Verhaftung des KremlgegnersNawalny in gefürchtetem Gefängnis, Putin im Eisbad
Die Haftanstalt Matrosenruhe hat einen zweifelhaften Ruf. In dieser Anstalt hat es immer wieder rätselhafte Todesfälle gegeben.
Moskau hat sich in einer ersten scharfen Reaktion nach der Rückkehr und prompten Festnahme des Kremlgegners Alexei Nawalny eine Einmischung in seine innere Angelegenheiten verbeten. Forderungen der deutschen Bundeskanzlerin Angela Merkel, der EU und weiterer Staaten nach einer umgehenden Freilassung des von einem Mordanschlag mit dem chemischen Kampfstoff Nowitschok geschwächten Oppositionellen verhallten in der Hauptstadt. «Wir erlauben es nicht, sich da einzumischen», sagte Kremlsprecher Dmitri Peskow am Dienstag nach Angaben der Agentur Interfax. «Wir haben keine Absicht, auf solche Mitteilungen zu hören.»
Der Sprecher von Präsident Wladimir Putin erklärte zudem, dass es Gründe gegeben habe für die Festnahme Nawalnys am Sonntag nach seiner Landung. Der Putin-Gegner war wegen Verstosses gegen Bewährungsauflagen in einem früheren Strafverfahren in Haft gekommen. Als «Unsinn» bezeichnete Peskow Nawalnys Vorwürfe, dass Putin «Angst» vor dem Oppositionellen habe und ihn deshalb habe einsperren lassen.

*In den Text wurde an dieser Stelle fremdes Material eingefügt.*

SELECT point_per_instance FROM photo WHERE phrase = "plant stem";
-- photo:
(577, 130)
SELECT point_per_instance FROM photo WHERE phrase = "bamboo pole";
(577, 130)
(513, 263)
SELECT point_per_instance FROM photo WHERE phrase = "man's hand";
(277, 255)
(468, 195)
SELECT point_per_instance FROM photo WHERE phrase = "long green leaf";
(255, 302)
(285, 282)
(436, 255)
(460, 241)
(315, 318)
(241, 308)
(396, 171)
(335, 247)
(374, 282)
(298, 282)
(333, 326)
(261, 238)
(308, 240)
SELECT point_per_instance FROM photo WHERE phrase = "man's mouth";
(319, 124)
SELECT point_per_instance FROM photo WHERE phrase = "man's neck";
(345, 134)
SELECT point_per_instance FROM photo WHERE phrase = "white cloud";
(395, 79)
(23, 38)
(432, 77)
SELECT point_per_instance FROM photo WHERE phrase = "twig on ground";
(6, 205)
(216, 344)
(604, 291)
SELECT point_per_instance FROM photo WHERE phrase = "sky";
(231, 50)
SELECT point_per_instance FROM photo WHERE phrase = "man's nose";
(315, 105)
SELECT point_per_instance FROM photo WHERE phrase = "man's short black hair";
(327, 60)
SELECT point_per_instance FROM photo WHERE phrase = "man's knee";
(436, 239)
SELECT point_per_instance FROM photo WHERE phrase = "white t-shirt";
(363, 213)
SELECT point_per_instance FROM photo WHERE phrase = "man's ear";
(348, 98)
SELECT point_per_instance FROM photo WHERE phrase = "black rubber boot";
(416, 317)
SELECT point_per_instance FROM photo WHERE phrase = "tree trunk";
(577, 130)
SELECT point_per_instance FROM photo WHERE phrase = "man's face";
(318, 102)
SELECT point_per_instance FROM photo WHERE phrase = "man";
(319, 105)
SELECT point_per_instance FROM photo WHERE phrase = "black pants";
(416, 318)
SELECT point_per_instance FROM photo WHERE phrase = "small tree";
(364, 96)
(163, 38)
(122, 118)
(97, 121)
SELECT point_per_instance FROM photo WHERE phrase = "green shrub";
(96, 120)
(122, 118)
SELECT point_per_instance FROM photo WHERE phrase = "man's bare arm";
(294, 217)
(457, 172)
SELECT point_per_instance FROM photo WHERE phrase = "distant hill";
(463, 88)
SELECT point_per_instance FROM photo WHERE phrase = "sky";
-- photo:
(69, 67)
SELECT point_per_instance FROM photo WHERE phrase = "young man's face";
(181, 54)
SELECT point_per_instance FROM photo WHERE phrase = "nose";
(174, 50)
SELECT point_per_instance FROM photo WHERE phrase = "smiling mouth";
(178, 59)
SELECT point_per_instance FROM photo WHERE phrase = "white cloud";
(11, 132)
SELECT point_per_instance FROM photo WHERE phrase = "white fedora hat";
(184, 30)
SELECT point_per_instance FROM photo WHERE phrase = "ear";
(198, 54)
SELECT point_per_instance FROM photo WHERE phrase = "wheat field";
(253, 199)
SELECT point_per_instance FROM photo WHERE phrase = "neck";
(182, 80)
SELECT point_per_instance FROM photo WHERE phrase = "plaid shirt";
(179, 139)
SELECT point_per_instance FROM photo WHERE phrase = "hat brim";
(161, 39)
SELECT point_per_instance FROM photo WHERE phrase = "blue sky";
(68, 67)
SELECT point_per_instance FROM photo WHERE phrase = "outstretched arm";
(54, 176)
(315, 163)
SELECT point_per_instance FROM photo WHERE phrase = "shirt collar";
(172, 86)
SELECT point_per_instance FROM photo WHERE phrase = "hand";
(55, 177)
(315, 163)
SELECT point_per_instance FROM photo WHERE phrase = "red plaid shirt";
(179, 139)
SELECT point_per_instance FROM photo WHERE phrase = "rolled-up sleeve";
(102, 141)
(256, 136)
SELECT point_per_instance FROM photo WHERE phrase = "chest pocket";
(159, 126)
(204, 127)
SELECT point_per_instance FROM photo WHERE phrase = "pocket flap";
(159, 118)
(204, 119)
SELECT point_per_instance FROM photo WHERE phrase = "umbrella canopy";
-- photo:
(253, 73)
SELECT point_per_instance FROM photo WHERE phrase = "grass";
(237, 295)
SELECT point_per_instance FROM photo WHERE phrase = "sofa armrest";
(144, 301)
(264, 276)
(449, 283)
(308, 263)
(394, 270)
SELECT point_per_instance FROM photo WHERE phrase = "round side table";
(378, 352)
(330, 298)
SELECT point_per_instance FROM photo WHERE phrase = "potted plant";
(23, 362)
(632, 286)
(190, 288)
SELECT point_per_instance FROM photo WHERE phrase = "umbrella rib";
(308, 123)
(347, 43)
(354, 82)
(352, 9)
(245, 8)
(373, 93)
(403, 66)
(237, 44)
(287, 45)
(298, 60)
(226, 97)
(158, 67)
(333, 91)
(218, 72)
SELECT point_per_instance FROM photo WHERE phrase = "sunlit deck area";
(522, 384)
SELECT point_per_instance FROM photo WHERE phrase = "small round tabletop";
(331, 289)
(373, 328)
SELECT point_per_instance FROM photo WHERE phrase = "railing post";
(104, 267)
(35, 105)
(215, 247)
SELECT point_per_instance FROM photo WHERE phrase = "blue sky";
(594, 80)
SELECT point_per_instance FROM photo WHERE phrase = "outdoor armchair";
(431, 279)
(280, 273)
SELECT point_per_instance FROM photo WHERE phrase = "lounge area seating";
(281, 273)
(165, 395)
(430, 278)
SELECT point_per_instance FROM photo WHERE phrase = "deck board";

Während Nawalny in dem für seine harten Haftbedingungen berüchtigten Moskauer Untersuchungsgefängnis Nummer eins – im Volksmund kurz «Matrosenruhe» – einsass, machte sich Putin im tiefsten russischen Winter frei für ein Eisbad. Der 68-Jährige bekreuzigte sich vor einem Kreuz aus Eis, während er in eine kreuzförmig ausgeschlagene Öffnung ins Wasser stieg. Die russisch-orthodoxe Kirche feierte am Dienstag den Dreikönigstag – später als im Westen. Eine Tradition bei Putin, wie sein Sprecher sagte.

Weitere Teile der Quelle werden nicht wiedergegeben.